The plan also provides for a NIS 1.2 billion (Cdn. $ 307 million) scheme for economic development of the Bedouin population, intended to significantly reduce the economic and social gaps between the Bedouin and Israeli society as a whole. This represents a substantial increase in the amount proposed by Goldberg, and points to the Likud-led Government's intention to move decisively in the direction of creating social peace and prosperity by improving the life of the Bedouin.
Images of bulldozed villages, a necessary corollary of coerced relocation - especially when taken out of context of the larger scheme - would be extremely damaging to the State when widely broadcast around the world.
The Bedouin are the poorest of Israel's population groups. They have, moreover, shown a marked loyalty to the State, going back to its beginnings. The high enlistment rate in the IDF by Bedouin youth has recently declined, perhaps as a result of the argument over the future of the Negev. Islamic groups, particularly from the north of Israel, have made efforts to disseminate an anti-Israel ideology among the Bedouin.

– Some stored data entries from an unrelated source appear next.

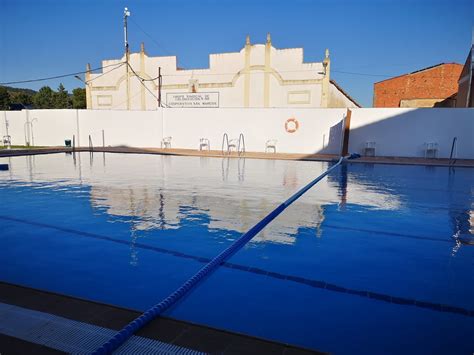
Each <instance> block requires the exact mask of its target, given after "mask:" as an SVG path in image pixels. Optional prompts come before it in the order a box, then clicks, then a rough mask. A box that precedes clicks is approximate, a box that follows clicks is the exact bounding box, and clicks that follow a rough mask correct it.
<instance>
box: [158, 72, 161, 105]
mask: <svg viewBox="0 0 474 355" xmlns="http://www.w3.org/2000/svg"><path fill="white" fill-rule="evenodd" d="M158 107H161V67H158Z"/></svg>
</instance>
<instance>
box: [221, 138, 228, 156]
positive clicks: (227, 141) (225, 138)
mask: <svg viewBox="0 0 474 355" xmlns="http://www.w3.org/2000/svg"><path fill="white" fill-rule="evenodd" d="M224 143H225V144H227V153H229V136H228V135H227V133H224V135H223V136H222V155H224Z"/></svg>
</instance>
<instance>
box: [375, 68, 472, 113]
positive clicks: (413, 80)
mask: <svg viewBox="0 0 474 355" xmlns="http://www.w3.org/2000/svg"><path fill="white" fill-rule="evenodd" d="M462 68H463V66H462V65H461V64H456V63H450V64H441V65H438V66H435V67H432V68H428V69H425V70H421V71H419V72H415V73H411V74H406V75H402V76H399V77H396V78H392V79H387V80H384V81H381V82H378V83H375V84H374V107H400V101H401V100H415V99H445V98H447V97H449V96H451V95H453V94H455V93H456V92H457V91H458V79H459V76H460V74H461V71H462Z"/></svg>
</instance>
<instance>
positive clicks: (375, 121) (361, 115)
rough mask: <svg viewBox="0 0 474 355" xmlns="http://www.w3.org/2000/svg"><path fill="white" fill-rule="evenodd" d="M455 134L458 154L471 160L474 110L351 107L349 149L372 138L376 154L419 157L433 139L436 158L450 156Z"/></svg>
mask: <svg viewBox="0 0 474 355" xmlns="http://www.w3.org/2000/svg"><path fill="white" fill-rule="evenodd" d="M454 137H457V138H458V141H457V148H458V154H457V157H458V158H465V159H474V109H472V108H468V109H448V108H420V109H404V108H361V109H354V110H352V115H351V132H350V138H349V152H356V153H361V152H362V151H363V148H364V146H365V143H366V142H367V141H373V142H375V144H376V155H379V156H400V157H422V156H424V146H425V143H428V142H433V143H438V147H439V157H440V158H449V155H450V153H451V146H452V143H453V138H454Z"/></svg>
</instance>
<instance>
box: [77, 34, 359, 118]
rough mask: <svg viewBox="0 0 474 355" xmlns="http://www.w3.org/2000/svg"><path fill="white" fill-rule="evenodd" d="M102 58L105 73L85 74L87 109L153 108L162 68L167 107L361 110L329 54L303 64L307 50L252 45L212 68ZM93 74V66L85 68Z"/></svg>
mask: <svg viewBox="0 0 474 355" xmlns="http://www.w3.org/2000/svg"><path fill="white" fill-rule="evenodd" d="M128 57H129V60H128V62H129V65H126V56H125V55H124V57H122V58H121V59H112V60H104V61H103V62H102V64H103V67H105V68H104V69H103V70H104V71H103V73H98V74H92V73H87V74H86V83H87V85H86V90H87V108H88V109H123V110H155V109H157V107H158V100H157V98H158V96H159V94H158V93H159V91H160V89H159V86H160V85H159V82H158V79H157V76H158V70H159V69H158V68H161V74H162V83H161V103H162V106H163V107H313V108H314V107H343V108H344V107H359V105H358V104H357V103H356V102H355V101H354V100H353V99H352V98H351V97H350V96H349V95H347V94H346V93H345V92H344V91H343V90H342V89H341V88H340V87H339V86H338V85H337V84H336V83H335V82H334V81H332V80H330V70H331V61H330V58H329V51H328V50H326V55H325V58H324V60H323V61H322V62H318V63H304V62H303V48H289V49H276V48H274V47H273V46H272V43H271V38H270V35H267V42H266V44H255V45H252V44H251V43H250V38H249V37H248V36H247V39H246V43H245V46H244V48H243V49H242V50H241V51H240V52H235V53H220V54H211V55H210V56H209V68H208V69H186V70H183V69H181V68H179V67H178V66H177V58H176V57H175V56H169V57H149V56H148V55H147V54H146V53H145V49H144V45H143V44H142V46H141V50H140V52H139V53H131V54H128ZM87 68H88V70H90V65H88V66H87Z"/></svg>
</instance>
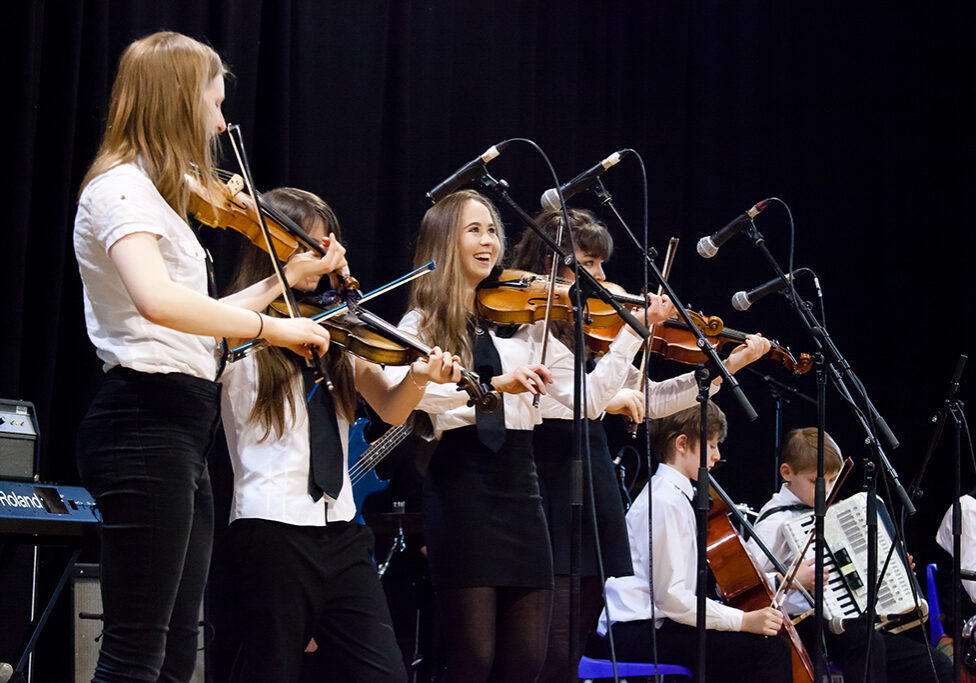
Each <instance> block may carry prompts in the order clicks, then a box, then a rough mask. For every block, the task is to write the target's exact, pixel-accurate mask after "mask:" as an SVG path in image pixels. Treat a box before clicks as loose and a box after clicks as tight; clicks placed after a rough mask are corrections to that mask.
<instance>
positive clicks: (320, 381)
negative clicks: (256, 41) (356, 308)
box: [227, 123, 335, 391]
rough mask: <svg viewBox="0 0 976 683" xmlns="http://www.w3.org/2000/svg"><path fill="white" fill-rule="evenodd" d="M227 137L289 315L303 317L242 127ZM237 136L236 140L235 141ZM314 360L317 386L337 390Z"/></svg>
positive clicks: (314, 357)
mask: <svg viewBox="0 0 976 683" xmlns="http://www.w3.org/2000/svg"><path fill="white" fill-rule="evenodd" d="M227 135H228V137H229V138H230V142H231V147H233V149H234V154H235V156H237V163H238V164H239V165H240V167H241V175H243V176H244V182H246V183H247V187H248V192H250V193H251V197H253V198H254V206H255V207H256V208H257V213H258V223H259V224H260V225H261V232H262V234H263V235H264V240H265V245H266V246H267V248H268V254H269V255H270V256H271V265H272V267H273V268H274V272H275V275H276V276H277V278H278V283H279V284H280V285H281V293H282V296H283V297H284V299H285V305H286V306H287V308H288V315H289V317H291V318H299V317H301V316H300V315H299V312H298V302H297V301H296V300H295V292H293V291H292V289H291V287H290V286H289V285H288V280H287V278H286V277H285V271H284V268H282V266H281V261H280V260H279V259H278V253H277V252H276V251H275V247H274V242H273V241H272V239H271V231H270V230H269V229H268V223H267V221H265V220H264V213H263V212H262V211H261V205H260V203H259V201H260V200H259V199H258V194H257V190H256V189H255V187H254V179H253V177H252V176H251V167H250V164H248V161H247V156H246V155H245V154H244V137H243V136H242V135H241V127H240V126H239V125H238V124H236V123H232V124H230V125H228V126H227ZM235 136H236V139H235ZM312 358H313V359H314V360H308V359H306V360H305V362H306V364H307V365H308V367H311V368H314V369H315V372H316V379H315V382H316V384H317V383H319V382H322V383H323V384H325V388H326V389H328V390H329V391H332V390H333V389H335V386H334V385H333V384H332V380H331V379H330V378H329V371H328V370H326V367H325V360H324V359H323V358H322V356H320V355H318V354H317V353H316V352H315V349H314V348H313V349H312Z"/></svg>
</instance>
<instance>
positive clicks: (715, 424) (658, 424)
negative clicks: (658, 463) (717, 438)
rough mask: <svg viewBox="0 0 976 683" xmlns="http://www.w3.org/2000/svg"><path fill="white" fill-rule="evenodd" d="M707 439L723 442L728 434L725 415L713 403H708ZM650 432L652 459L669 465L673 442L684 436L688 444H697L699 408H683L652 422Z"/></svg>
mask: <svg viewBox="0 0 976 683" xmlns="http://www.w3.org/2000/svg"><path fill="white" fill-rule="evenodd" d="M707 419H708V439H714V438H715V437H718V440H719V441H725V437H726V436H727V435H728V433H729V422H728V420H727V419H726V417H725V413H724V412H723V411H722V409H721V408H719V407H718V405H717V404H715V403H714V402H713V401H709V402H708V416H707ZM649 429H650V430H651V448H652V449H653V450H654V457H655V458H657V460H658V462H664V463H669V462H673V461H674V456H675V451H674V440H675V439H677V438H678V437H679V436H681V435H682V434H684V435H685V436H687V437H688V440H689V442H691V443H696V444H697V443H698V441H699V440H700V438H701V406H693V407H691V408H685V409H684V410H680V411H678V412H677V413H674V414H672V415H668V416H667V417H662V418H660V419H658V420H652V421H651V422H650V423H649Z"/></svg>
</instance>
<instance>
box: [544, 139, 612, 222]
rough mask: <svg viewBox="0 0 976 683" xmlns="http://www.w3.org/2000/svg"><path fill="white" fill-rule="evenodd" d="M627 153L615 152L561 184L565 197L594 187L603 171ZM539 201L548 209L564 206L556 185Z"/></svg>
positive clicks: (568, 197) (557, 210) (609, 166)
mask: <svg viewBox="0 0 976 683" xmlns="http://www.w3.org/2000/svg"><path fill="white" fill-rule="evenodd" d="M626 153H627V151H626V150H620V151H619V152H614V153H613V154H611V155H610V156H608V157H607V158H606V159H604V160H603V161H601V162H600V163H598V164H597V165H596V166H594V167H593V168H590V169H587V170H585V171H583V172H582V173H580V174H579V175H578V176H576V177H575V178H573V179H572V180H570V181H569V182H568V183H565V184H563V185H560V186H559V189H560V190H562V192H563V199H569V198H570V197H572V196H574V195H577V194H579V193H580V192H582V191H583V190H588V189H590V188H591V187H593V185H594V184H595V183H596V181H597V179H598V178H599V177H600V176H601V175H603V172H604V171H606V170H607V169H608V168H610V167H611V166H615V165H616V164H617V163H618V162H619V161H620V159H621V158H623V156H624V155H625V154H626ZM539 203H540V204H542V208H543V209H547V210H548V211H558V210H559V209H561V208H562V204H560V202H559V191H558V190H556V188H554V187H550V188H549V189H548V190H546V191H545V192H543V193H542V197H540V198H539Z"/></svg>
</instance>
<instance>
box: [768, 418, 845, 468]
mask: <svg viewBox="0 0 976 683" xmlns="http://www.w3.org/2000/svg"><path fill="white" fill-rule="evenodd" d="M817 432H818V430H817V428H816V427H805V428H803V429H794V430H792V431H791V432H790V433H789V434H787V435H786V440H785V441H784V442H783V451H782V453H781V454H780V459H779V460H780V463H785V464H787V465H789V466H790V469H791V470H793V472H795V473H796V474H799V473H800V472H809V471H810V470H815V469H817ZM843 465H844V459H843V458H842V457H841V454H840V447H839V446H838V445H837V442H836V441H834V440H833V439H832V438H831V436H830V434H828V433H827V432H824V474H836V473H838V472H840V470H841V467H843Z"/></svg>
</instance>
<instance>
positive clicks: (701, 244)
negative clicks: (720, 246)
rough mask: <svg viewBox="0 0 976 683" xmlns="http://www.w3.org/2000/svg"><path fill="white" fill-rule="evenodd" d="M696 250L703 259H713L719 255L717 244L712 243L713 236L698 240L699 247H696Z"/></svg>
mask: <svg viewBox="0 0 976 683" xmlns="http://www.w3.org/2000/svg"><path fill="white" fill-rule="evenodd" d="M695 250H696V251H697V252H698V255H699V256H701V257H702V258H712V257H713V256H715V254H717V253H718V247H716V246H715V243H714V242H712V236H711V235H707V236H705V237H702V238H701V239H700V240H698V246H697V247H695Z"/></svg>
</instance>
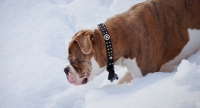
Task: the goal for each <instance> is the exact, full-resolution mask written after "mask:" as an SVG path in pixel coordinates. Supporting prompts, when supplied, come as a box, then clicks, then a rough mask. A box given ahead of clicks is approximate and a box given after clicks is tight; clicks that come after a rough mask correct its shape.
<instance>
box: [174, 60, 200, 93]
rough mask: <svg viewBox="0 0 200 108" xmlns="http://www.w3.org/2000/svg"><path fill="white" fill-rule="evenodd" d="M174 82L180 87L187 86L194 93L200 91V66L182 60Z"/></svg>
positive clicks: (174, 80)
mask: <svg viewBox="0 0 200 108" xmlns="http://www.w3.org/2000/svg"><path fill="white" fill-rule="evenodd" d="M174 81H175V83H176V84H177V85H179V86H187V87H188V88H189V89H190V90H192V91H200V65H196V63H190V62H189V61H187V60H182V62H181V64H180V65H179V67H178V71H177V72H176V74H175V75H174Z"/></svg>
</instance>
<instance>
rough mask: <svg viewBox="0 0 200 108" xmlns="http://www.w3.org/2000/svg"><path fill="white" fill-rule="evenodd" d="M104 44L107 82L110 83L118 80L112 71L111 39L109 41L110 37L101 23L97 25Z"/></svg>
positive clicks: (112, 70)
mask: <svg viewBox="0 0 200 108" xmlns="http://www.w3.org/2000/svg"><path fill="white" fill-rule="evenodd" d="M98 26H99V28H100V30H101V32H102V34H103V37H104V40H105V43H106V52H107V59H108V63H107V71H108V72H109V74H108V80H110V81H111V82H113V80H118V79H119V78H118V75H117V74H115V70H114V60H113V59H114V57H113V49H112V43H111V39H110V35H109V34H108V30H107V29H106V26H105V25H104V24H103V23H101V24H99V25H98Z"/></svg>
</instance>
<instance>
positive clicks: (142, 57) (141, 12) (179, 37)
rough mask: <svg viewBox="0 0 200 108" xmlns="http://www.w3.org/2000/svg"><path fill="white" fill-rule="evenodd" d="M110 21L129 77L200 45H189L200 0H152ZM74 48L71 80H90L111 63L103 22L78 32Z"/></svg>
mask: <svg viewBox="0 0 200 108" xmlns="http://www.w3.org/2000/svg"><path fill="white" fill-rule="evenodd" d="M104 24H105V26H106V28H107V30H108V32H109V35H110V39H111V41H112V48H113V57H114V59H113V60H114V65H120V66H123V67H126V68H127V69H128V72H129V73H128V74H125V77H127V76H128V77H130V75H131V77H132V78H137V77H142V76H145V75H147V74H148V73H152V72H159V71H162V70H165V69H167V68H169V67H173V66H174V65H177V64H178V63H180V61H181V60H182V59H186V58H187V57H189V56H190V55H191V54H194V53H195V52H196V51H198V50H199V48H200V44H197V45H193V46H192V47H188V46H187V45H190V43H191V40H192V37H190V36H189V33H188V29H200V0H148V1H145V2H142V3H139V4H136V5H134V6H132V7H131V8H130V9H128V10H127V11H125V12H123V13H121V14H117V15H115V16H113V17H111V18H108V19H107V20H106V21H105V22H104ZM196 39H199V40H200V36H199V37H197V38H196ZM199 43H200V42H199ZM190 48H192V50H190V51H188V49H190ZM68 53H69V54H68V60H69V62H70V64H69V65H68V66H67V67H66V68H65V69H64V71H65V73H66V76H67V79H68V81H69V83H70V84H74V85H83V84H87V83H88V82H89V81H91V80H93V79H94V78H95V77H96V76H98V75H99V74H101V73H102V72H104V70H105V69H106V66H107V62H108V58H107V52H106V43H105V40H104V37H103V34H102V32H101V30H100V28H99V27H98V26H97V27H95V28H94V29H85V30H81V31H79V32H77V33H76V34H75V35H74V36H73V38H72V40H71V42H70V43H69V47H68ZM129 74H130V75H129ZM132 78H128V79H132ZM125 79H126V78H125Z"/></svg>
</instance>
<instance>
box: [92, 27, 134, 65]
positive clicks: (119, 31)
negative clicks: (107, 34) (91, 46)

Substantial improvement in the Bedouin living standards would benefit them and the State. It appears that economic development of Israel's Bedouin and the Negev will hinge on the final settlement of legal claims. It is only by entering into a social contract with the Bedouin of the Negev, rather than by imposing a solution, however generous, that peaceful economic development, including increased Jewish settlement in the area, can proceed without a descent into civil strife.
The broad outlines of such a grand bargain would appear to require legal certainty and the abandonment of land claims on one hand, and a large social investment in the Bedouin population on the other. Although the problems are urgent, much work in the area of negotiation remains to be done
Joel Shupac is vice-chair of the Israeli Arab Issues Committee of UJA Federation of Greater Toronto.